La question est de savoir où est ce qui doit être réparé et restauré dans l’être humain, où est ce qui doit être conservé et où est ce qui doit être libéré. Dans la vie chrétienne, le salut est au fondement de la vie, vivre c’est avoir conscience d’être sauvé. Il n’y a qu’un seul art de vivre et c’est le salut qui permet de réparer, de conserver et de libérer.

Cela permet de comprendre le lien qu’il y a entre les notions de nature et de culture. La nature et la culture ont été cassées, elles ne sont ni réparées, ni conservées, ni libérées parce qu’on les pense en dehors du salut. Il est frappant de voir que dans les moments historiques que nous vivons, où il y a des choses extrêmement graves qui se passent au niveau de l’homme, de la culture et de la nature, personne ne pense au salut.

Il n’y a personne pour expliquer ce qu’est la nature et pourquoi elle a été cassée, pourquoi elle n’est pas conservée et pourquoi elle n’est pas libérée, de même pour la culture et il manque un sens du soin qui va au-delà de la nature et de la culture.
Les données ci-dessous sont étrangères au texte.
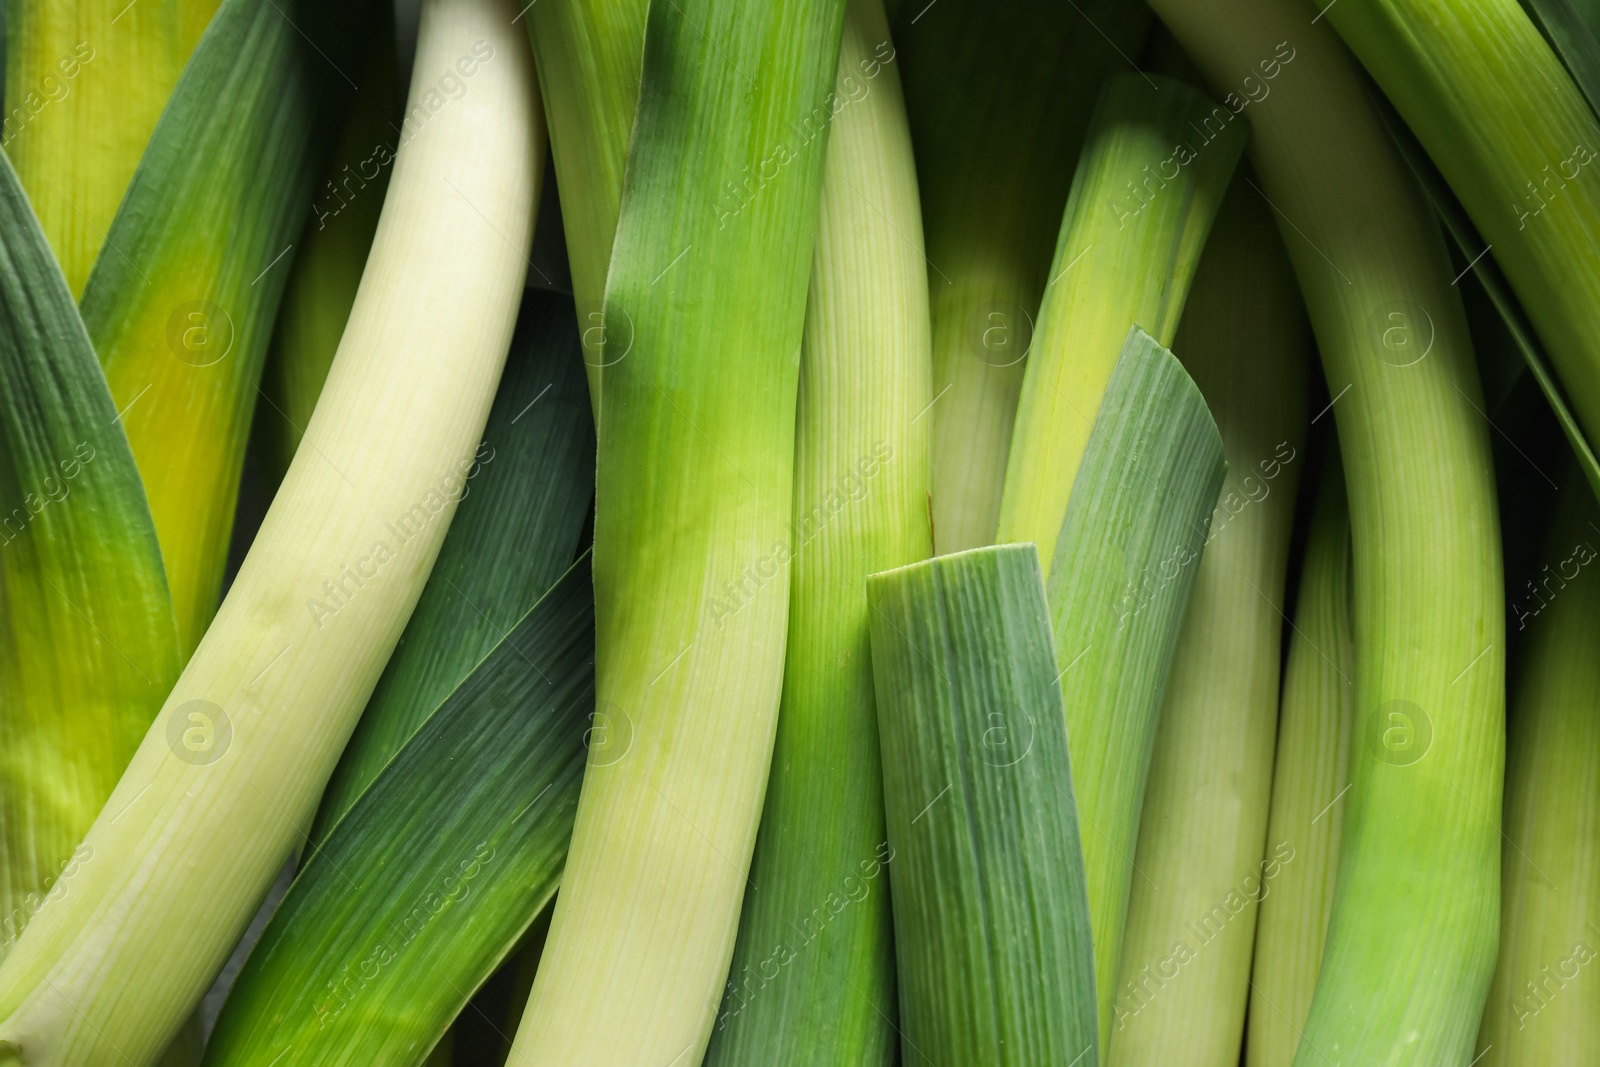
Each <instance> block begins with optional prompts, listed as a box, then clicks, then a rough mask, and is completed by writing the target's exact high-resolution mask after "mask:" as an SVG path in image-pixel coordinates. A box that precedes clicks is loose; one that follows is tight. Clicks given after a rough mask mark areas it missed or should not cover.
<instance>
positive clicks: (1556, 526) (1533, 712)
mask: <svg viewBox="0 0 1600 1067" xmlns="http://www.w3.org/2000/svg"><path fill="white" fill-rule="evenodd" d="M1597 523H1600V509H1597V507H1595V501H1594V496H1592V494H1590V493H1589V491H1587V490H1586V486H1582V485H1578V483H1574V482H1571V483H1568V485H1565V488H1563V490H1562V494H1560V498H1558V504H1557V518H1555V523H1554V526H1552V530H1550V537H1549V544H1547V549H1546V553H1544V555H1546V558H1547V563H1546V565H1544V566H1542V568H1541V573H1539V582H1538V585H1534V584H1531V582H1530V590H1528V592H1522V590H1518V593H1517V597H1515V606H1514V611H1515V614H1517V616H1518V622H1520V624H1522V625H1525V627H1526V638H1525V645H1523V656H1522V662H1520V665H1518V675H1520V677H1518V678H1517V681H1515V689H1514V702H1512V709H1510V713H1509V715H1507V731H1509V737H1507V744H1506V816H1504V827H1502V829H1504V832H1506V848H1504V854H1502V861H1501V878H1502V883H1504V897H1502V904H1501V909H1502V910H1501V950H1499V961H1498V965H1496V969H1494V984H1493V987H1491V989H1490V1000H1488V1006H1486V1008H1485V1011H1483V1029H1482V1032H1480V1033H1478V1048H1477V1049H1474V1051H1482V1054H1483V1059H1482V1062H1483V1064H1488V1065H1491V1067H1502V1065H1504V1067H1510V1065H1512V1064H1515V1065H1517V1067H1555V1065H1557V1064H1581V1062H1587V1061H1589V1059H1592V1057H1594V1056H1595V1049H1600V984H1595V982H1592V981H1587V979H1589V971H1590V969H1594V966H1595V961H1597V958H1600V933H1597V928H1595V917H1597V909H1595V904H1597V899H1600V848H1597V841H1595V835H1594V832H1592V827H1594V825H1595V822H1597V819H1600V781H1597V779H1600V661H1597V659H1595V654H1594V649H1595V641H1597V640H1600V579H1597V577H1595V574H1594V573H1592V571H1594V566H1592V565H1594V561H1595V557H1597V552H1595V547H1597V545H1600V533H1595V525H1597Z"/></svg>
Avant même qu’existent la nature et la culture, le soin existe, et c’est parce que le soin existe que la nature et la culture existent. La vision du soin nous fait aller dans l’ultra profondeur de l’humanité car une des choses les plus profondes que l’homme puisse faire, c’est de se soigner, de prendre soin de lui-même et il est très beau de dire à quelqu’un : « prends soin de toi, tu es précieux, conserve et libère ce caractère précieux ».

Cela donne un sens profond à la nature comme à la culture, un sens spirituel et religieux et tant que nous n’aurons pas retrouvé notre rapport religieux à l’existence, nous ne pourrons pas réparer la nature et la culture.

L’erreur que l’on fait c’est de vouloir faire de l’écologie sans cette vision religieuse et spirituelle et de vouloir faire de l’éducation sans aucune religiosité. L’absence de religiosité dans notre rapport à la nature et à la culture explique les énormes problèmes que nous avons, c’est-à-dire : une négligence terrible à leur égard  et des réponses qui n’en sont pas pour réparer les dégâts que nous avons-nous-même causés.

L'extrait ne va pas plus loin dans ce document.